Despite efforts by some legislators in the wake of the Sandusky allegations,
Pennsylvania remains the only state in the country that doesn’t allow experts to testify for the prosecution in sex crimes — a situation that stands to benefit Sandusky. Generally ignored by the media and the public (except for a short list of lawmakers and advocates who were feverishly working to fix it) this quirk of state law garnered plenty of attention after Judge John Cleland ruled last week that Sandusky would be allowed to put a psychiatric expert on the stand in his defense.
Cleland’s ruling was hailed “a win” for Sandusky in the press — and with good reason.
Sandusky’s defense pivots on psychiatrist Dr. Elliot Atkins, who
testified on Tuesday that Sandusky wrote the “creepy” letters to alleged victims and engaged them in “soap battles” in the shower not because he’s a pedophile, but because he suffers from Histrionic Personality Disorder. That esoteric diagnosis, incidentally, is
scheduled to be eliminated from the next edition of the Diagnostic and Statistical Manual of Mental Disorders (DSM). Prosecutors
called Philadelphia psychiatrist John Sebastian O’Brien II to rebut Atkins’s testimony.

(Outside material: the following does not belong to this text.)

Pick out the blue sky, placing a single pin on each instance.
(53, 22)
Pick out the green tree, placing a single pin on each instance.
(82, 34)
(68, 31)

Atkins’ job was to convince the jury that, while Sandusky’s behavior doesn’t conform to general expectations of a 68-year-old authority figure, they are typical of a man suffering from a problem that the average juror is not expected to readily understand.
By contrast, the prosecution is not allowed to call an expert to testify that, while some of the behaviors of the eight men who testified against Sandusky may not conform to common expectations of childhood sex abuse victims, research shows those behaviors — not telling anyone for years, keeping social appointments with an assailant after alleged attacks, holding back details in initial reports to authorities — are typical of victims of childhood sex abuse, and especially of young boys abused by authority figures.
“[It's] patently unfair to allow expert testimony on behalf of the defendant and deny the prosecution from enlightening the jury through expert testimony of victim behavior,” says Scott Burns, Executive Director of the National District Attorneys Association. “It severely disadvantages the prosecution.”